Population genetics of identity by descent
Pier Francesco Palamara, Ph.D. thesis
Recent improvements in high-throughput genotyping and sequencing technologies have afforded the collection of massive, genome-wide datasets of DNA information from hundreds of thousands of individuals. These datasets, in turn, provide unprecedented opportunities to reconstruct the history of human populations and detect genotype-phenotype association. Recently developed computational methods can identify long-range chromosomal segments that are identical across samples, and have been transmitted from common ancestors that lived tens to hundreds of generations in the past. These segments reveal genealogical relationships that are typically unknown to the carrying individuals.
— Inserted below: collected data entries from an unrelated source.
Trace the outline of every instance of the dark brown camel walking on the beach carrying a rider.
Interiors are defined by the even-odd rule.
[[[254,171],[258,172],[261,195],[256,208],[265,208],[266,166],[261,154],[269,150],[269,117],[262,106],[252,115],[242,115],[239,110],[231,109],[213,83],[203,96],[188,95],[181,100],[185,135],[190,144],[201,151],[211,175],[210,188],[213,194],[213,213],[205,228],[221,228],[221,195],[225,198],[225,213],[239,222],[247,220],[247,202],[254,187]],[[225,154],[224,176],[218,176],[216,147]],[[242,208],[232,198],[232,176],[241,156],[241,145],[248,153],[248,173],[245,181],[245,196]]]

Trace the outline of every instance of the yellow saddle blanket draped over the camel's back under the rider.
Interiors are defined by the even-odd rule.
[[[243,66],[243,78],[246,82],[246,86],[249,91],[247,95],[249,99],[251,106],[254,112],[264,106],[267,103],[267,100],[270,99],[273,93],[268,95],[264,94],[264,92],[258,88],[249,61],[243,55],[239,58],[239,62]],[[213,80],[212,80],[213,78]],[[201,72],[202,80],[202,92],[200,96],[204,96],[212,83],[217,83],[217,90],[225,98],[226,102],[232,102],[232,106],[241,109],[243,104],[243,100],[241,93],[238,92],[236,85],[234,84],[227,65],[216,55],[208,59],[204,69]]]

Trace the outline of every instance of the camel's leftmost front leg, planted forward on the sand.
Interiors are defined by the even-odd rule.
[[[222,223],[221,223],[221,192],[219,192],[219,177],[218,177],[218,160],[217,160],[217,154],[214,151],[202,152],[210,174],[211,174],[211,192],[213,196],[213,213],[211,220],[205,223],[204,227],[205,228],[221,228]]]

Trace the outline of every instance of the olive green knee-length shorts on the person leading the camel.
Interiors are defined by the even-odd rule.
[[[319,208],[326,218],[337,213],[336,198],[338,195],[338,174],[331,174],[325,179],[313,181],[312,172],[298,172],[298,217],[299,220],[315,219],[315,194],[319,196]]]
In this work, we demonstrate that such identical-by-descent (IBD) segments are informative about a number of relevant population genetics features: they enable the inference of details about past population size fluctuations, migration events, and they carry the genomic signature of natural selection. We derive a mathematical model, based on coalescent theory, that allows for a quantitative description of IBD sharing across purportedly unrelated individuals, and develop inference procedures for the reconstruction of recent demographic events, where classical methodologies are statistically underpowered. We analyze IBD sharing in several contemporary human populations, including representative communities of the Jewish Diaspora, Kenyan Maasai samples, and individuals from several Dutch provinces, in all cases retrieving evidence of fine-scale demographic events from recent history. Finally, we expand the presented model to describe distributions for those sites in IBD shared segments that harbor mutation events, showing how these may be used for the inference of mutation rates in humans and other species.